Physiotherapy is a tightly regulated profession in the UK. Physiotherapists must – at a minimum – complete a three year BSc degree. However, many physiotherapists go on to complete their honours, master’s, or doctorate to increase their expertise.
They also have to register with a professional regulatory body to practice. When looking for a qualified physiotherapist, check they are registered with one or both of these bodies:
- Chartered Society of Physiotherapy (CSP)
- Health & Care Professions Council (HCPC)
You can ask your GP for a recommendation for a physiotherapist in your area. We also suggest contacting the practitioner to find out if they have any areas of specialist interest.
You can also use Treatwiser’s directory to find a physiotherapist near me. Use the search features to narrow your search by location (e.g., find physiotherapy near me in UK), professional body membership status, and more.
How much will it cost?
In the UK, physiotherapy is available free on the NHS. You will typically require a GP referral, but some NHS physiotherapists accept self-referrals in certain circumstances.
Unfortunately, the waiting list can be weeks or even months, and the treatment length is limited. For this reason, many people opt for private physiotherapy.
The cost of private physiotherapy varies depending on the type of treatment and the length of the appointment. Appointments can cost anywhere from £25 for 30-minutes to £75-£100 for 60 minutes. Contact your physiotherapist before your first appointment to discuss the estimated cost.
How many appointments will I need?
The length of physiotherapy treatment varies depending on your condition and needs.
If you’re going to physiotherapy for injury rehab or as part of your chronic illness treatment, you may require weekly appointments over the long term. However, people with minor conditions – like tennis elbow – may only need 3-6 sessions.
Your progress will be assessed at each appointment, and the treatment plan adjusted based on your symptoms.
Do physiotherapy treatments hurt?
Physiotherapy shouldn’t be painful. However, if you have a muscle spasm, an injury, or are recovering from surgery, manual treatment may feel uncomfortable at times.

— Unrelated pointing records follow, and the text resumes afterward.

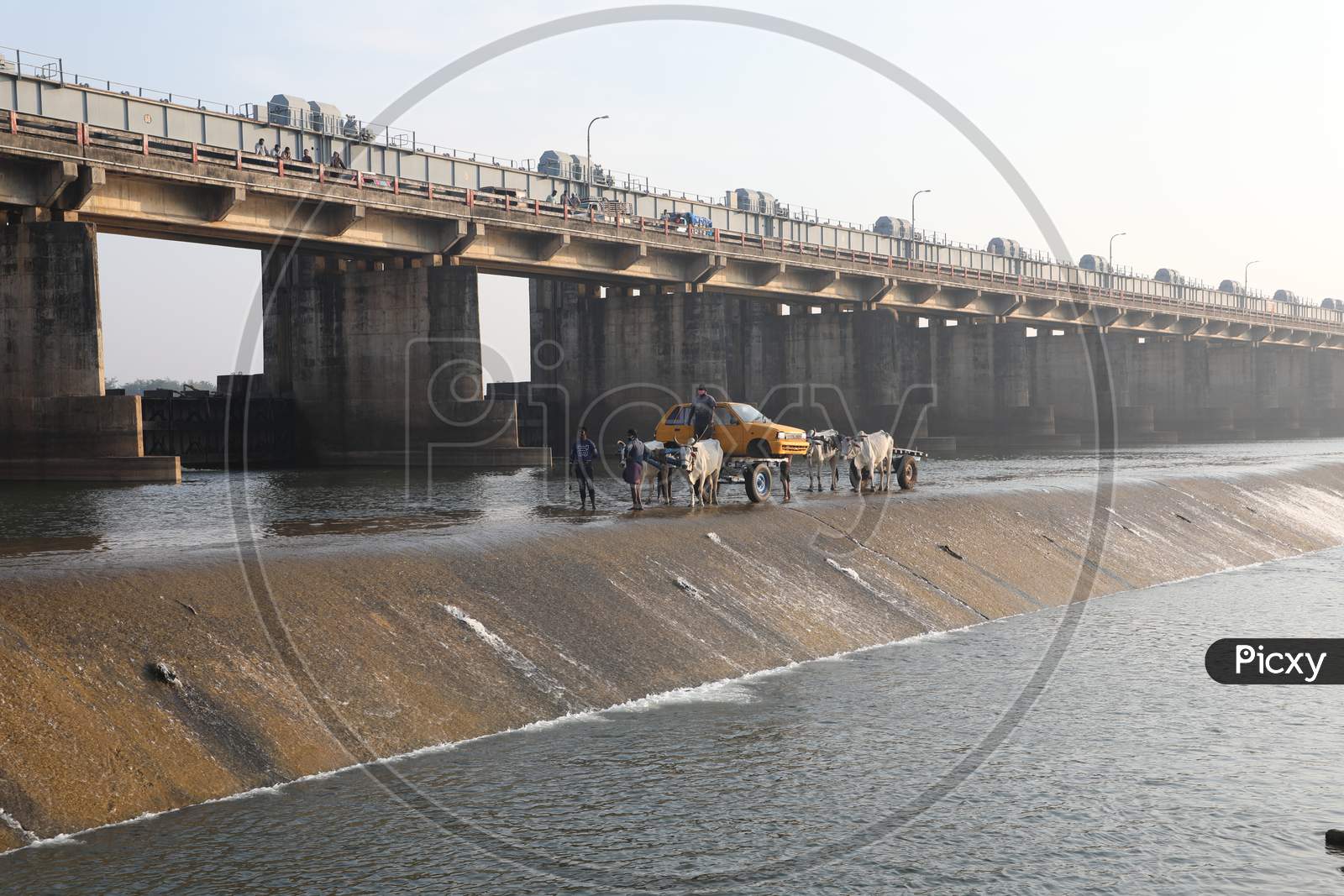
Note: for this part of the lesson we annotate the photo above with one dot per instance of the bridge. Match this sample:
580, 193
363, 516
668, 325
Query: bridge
371, 305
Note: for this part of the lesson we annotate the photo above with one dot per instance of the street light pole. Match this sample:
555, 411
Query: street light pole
1247, 277
1110, 251
589, 160
913, 211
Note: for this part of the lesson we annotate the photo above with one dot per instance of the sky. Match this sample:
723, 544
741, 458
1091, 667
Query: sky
1209, 134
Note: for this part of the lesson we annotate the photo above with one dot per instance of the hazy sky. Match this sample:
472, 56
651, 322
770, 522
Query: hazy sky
1210, 132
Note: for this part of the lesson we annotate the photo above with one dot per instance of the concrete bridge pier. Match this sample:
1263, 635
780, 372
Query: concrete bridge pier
1267, 387
55, 419
383, 363
613, 359
1093, 380
983, 379
1326, 391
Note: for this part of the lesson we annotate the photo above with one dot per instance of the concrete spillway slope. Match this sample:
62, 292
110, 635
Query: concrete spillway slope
141, 689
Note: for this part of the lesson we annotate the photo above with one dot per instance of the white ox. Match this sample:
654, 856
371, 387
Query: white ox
701, 464
823, 449
871, 454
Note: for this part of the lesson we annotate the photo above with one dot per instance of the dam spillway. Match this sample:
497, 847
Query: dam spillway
401, 640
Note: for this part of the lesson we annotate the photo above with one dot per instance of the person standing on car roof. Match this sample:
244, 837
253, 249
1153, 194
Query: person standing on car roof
702, 414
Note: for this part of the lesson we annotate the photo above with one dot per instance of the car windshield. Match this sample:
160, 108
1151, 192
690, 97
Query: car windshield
679, 416
749, 414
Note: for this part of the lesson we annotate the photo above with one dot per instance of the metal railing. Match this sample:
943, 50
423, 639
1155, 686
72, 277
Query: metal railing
27, 63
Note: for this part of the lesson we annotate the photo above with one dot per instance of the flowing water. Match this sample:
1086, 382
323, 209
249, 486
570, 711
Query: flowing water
1132, 773
54, 526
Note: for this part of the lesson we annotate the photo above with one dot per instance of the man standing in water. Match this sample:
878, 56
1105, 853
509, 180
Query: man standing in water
633, 473
702, 414
582, 456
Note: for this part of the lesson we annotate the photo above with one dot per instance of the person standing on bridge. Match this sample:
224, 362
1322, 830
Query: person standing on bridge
702, 414
582, 456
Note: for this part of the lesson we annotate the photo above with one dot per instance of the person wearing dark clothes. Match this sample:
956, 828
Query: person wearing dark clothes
702, 414
633, 476
582, 456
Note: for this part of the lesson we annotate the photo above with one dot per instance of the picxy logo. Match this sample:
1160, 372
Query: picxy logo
1284, 661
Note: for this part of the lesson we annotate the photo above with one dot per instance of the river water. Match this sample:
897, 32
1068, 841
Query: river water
57, 526
1131, 773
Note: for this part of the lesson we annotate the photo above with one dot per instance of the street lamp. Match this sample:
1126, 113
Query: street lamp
1110, 250
591, 154
913, 211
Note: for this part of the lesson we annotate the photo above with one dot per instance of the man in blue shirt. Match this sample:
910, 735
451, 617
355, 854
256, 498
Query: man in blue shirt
582, 456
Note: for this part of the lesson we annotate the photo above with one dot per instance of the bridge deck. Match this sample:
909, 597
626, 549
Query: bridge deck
134, 183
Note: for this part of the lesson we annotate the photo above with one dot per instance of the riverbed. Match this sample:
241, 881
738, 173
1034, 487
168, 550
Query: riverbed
1132, 772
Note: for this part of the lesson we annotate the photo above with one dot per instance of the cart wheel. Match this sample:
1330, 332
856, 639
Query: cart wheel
907, 472
759, 479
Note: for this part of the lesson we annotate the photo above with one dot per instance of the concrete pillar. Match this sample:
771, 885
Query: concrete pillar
1176, 379
50, 316
980, 369
55, 421
383, 365
1326, 390
620, 362
1088, 378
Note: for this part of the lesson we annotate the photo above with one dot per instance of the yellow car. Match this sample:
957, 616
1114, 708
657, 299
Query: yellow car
741, 429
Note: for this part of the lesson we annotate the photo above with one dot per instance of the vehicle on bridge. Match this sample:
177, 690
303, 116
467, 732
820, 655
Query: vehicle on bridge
754, 446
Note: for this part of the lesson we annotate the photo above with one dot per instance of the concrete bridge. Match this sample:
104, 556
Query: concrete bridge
371, 322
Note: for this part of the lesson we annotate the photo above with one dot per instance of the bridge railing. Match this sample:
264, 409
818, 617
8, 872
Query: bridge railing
1139, 295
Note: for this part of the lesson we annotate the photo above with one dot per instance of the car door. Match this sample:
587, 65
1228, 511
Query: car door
679, 421
730, 430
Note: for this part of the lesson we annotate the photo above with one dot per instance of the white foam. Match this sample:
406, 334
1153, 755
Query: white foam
511, 656
721, 691
690, 589
851, 574
10, 821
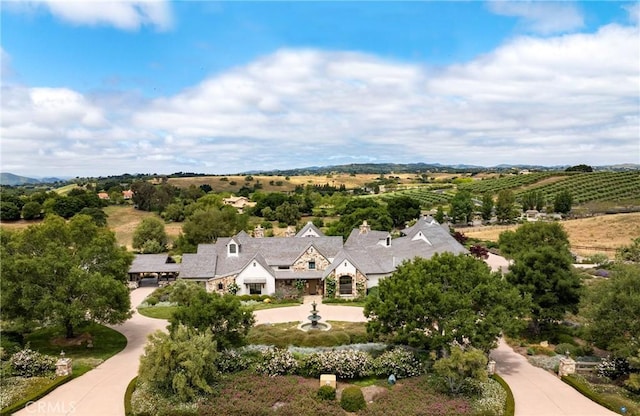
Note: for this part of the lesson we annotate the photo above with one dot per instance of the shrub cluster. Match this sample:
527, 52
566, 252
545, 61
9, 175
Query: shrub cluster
232, 361
613, 368
352, 399
29, 363
491, 400
345, 364
400, 362
276, 361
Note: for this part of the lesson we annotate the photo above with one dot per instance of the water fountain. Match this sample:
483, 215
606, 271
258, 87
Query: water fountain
314, 324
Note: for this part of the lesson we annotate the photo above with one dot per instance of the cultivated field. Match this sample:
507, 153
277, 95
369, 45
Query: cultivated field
232, 183
123, 220
601, 234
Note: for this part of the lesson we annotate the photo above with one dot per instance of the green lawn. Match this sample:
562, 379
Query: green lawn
158, 312
51, 341
165, 312
106, 342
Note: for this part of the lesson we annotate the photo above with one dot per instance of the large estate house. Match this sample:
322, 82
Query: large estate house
264, 265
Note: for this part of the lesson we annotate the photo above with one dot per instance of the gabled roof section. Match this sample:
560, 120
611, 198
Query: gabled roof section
198, 266
153, 263
310, 230
261, 261
340, 257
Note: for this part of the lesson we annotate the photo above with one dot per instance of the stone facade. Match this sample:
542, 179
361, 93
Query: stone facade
213, 284
311, 254
358, 284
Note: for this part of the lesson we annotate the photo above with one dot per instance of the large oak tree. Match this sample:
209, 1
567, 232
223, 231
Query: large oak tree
64, 273
432, 303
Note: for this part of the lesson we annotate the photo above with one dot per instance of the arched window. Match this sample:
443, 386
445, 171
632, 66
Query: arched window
346, 285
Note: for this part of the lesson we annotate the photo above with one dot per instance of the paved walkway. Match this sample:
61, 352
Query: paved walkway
100, 392
538, 392
334, 312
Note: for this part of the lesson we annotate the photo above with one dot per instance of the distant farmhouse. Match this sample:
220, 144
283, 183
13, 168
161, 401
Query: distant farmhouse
264, 265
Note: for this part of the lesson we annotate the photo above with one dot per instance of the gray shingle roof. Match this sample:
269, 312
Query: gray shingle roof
367, 251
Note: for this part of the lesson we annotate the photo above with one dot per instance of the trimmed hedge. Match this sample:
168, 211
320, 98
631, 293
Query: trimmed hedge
510, 405
7, 411
586, 391
127, 396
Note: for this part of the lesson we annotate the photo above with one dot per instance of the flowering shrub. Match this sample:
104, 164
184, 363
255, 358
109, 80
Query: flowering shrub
613, 368
231, 361
276, 362
352, 399
400, 362
29, 363
345, 364
491, 400
548, 363
146, 401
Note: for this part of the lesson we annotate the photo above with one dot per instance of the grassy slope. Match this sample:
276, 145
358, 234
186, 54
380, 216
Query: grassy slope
123, 220
603, 231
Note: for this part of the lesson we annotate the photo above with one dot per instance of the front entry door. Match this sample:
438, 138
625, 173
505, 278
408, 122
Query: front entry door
313, 287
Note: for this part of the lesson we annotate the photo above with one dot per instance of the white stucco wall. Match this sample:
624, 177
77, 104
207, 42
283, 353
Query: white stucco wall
255, 270
343, 269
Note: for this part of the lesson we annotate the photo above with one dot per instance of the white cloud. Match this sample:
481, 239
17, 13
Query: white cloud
122, 14
562, 100
634, 12
544, 17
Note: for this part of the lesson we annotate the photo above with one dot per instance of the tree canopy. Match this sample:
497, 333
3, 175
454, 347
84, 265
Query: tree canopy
542, 269
613, 309
432, 303
403, 209
65, 273
150, 229
223, 315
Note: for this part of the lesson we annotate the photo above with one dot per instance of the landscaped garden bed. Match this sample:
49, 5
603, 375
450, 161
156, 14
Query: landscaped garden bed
28, 367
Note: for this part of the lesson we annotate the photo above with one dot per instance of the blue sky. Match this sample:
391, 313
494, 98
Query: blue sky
100, 88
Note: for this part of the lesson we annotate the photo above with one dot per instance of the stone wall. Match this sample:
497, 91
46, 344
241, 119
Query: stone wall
212, 285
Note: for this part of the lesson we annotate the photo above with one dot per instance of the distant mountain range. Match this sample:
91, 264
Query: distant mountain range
9, 179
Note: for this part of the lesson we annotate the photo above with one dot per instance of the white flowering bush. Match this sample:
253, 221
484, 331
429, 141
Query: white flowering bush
29, 363
491, 398
345, 364
400, 362
613, 368
276, 361
232, 361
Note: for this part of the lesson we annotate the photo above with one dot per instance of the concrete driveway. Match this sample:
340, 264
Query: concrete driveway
100, 392
538, 392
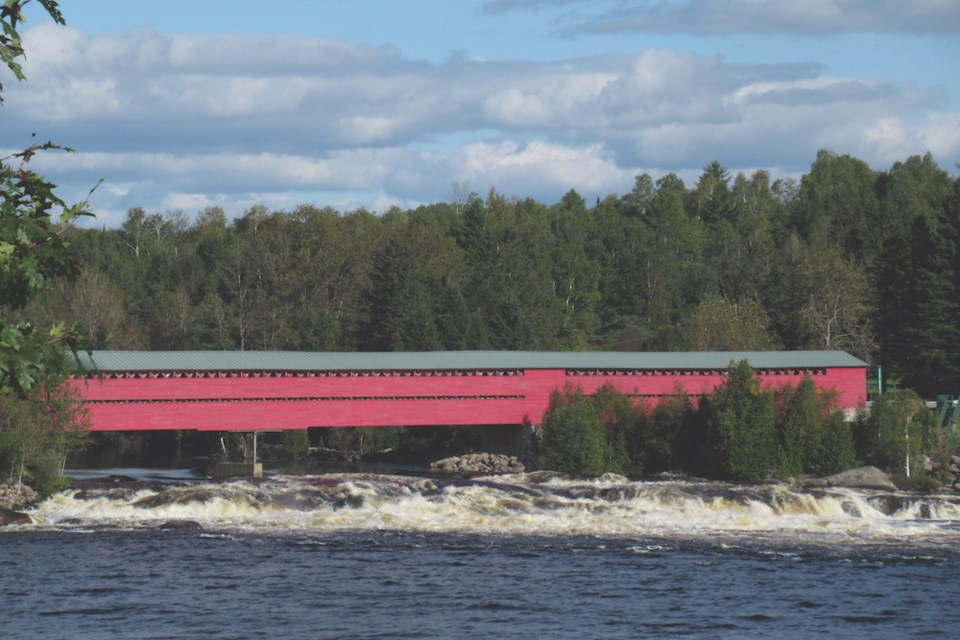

A qualified physiotherapist will never use a technique that can injure you. But always speak up if the pressure they’re using is painful.
What are the major risks associated with physiotherapy treatment?
Physiotherapy is a drug-free, non-invasive treatment that comes with minimal risks when performed by a qualified professional. However, while rare, there have been reports of poor supervision, incorrect techniques, and injuries.
Always ensure you consult someone who is qualified, registered with a regulatory body, and recommended by someone you trust.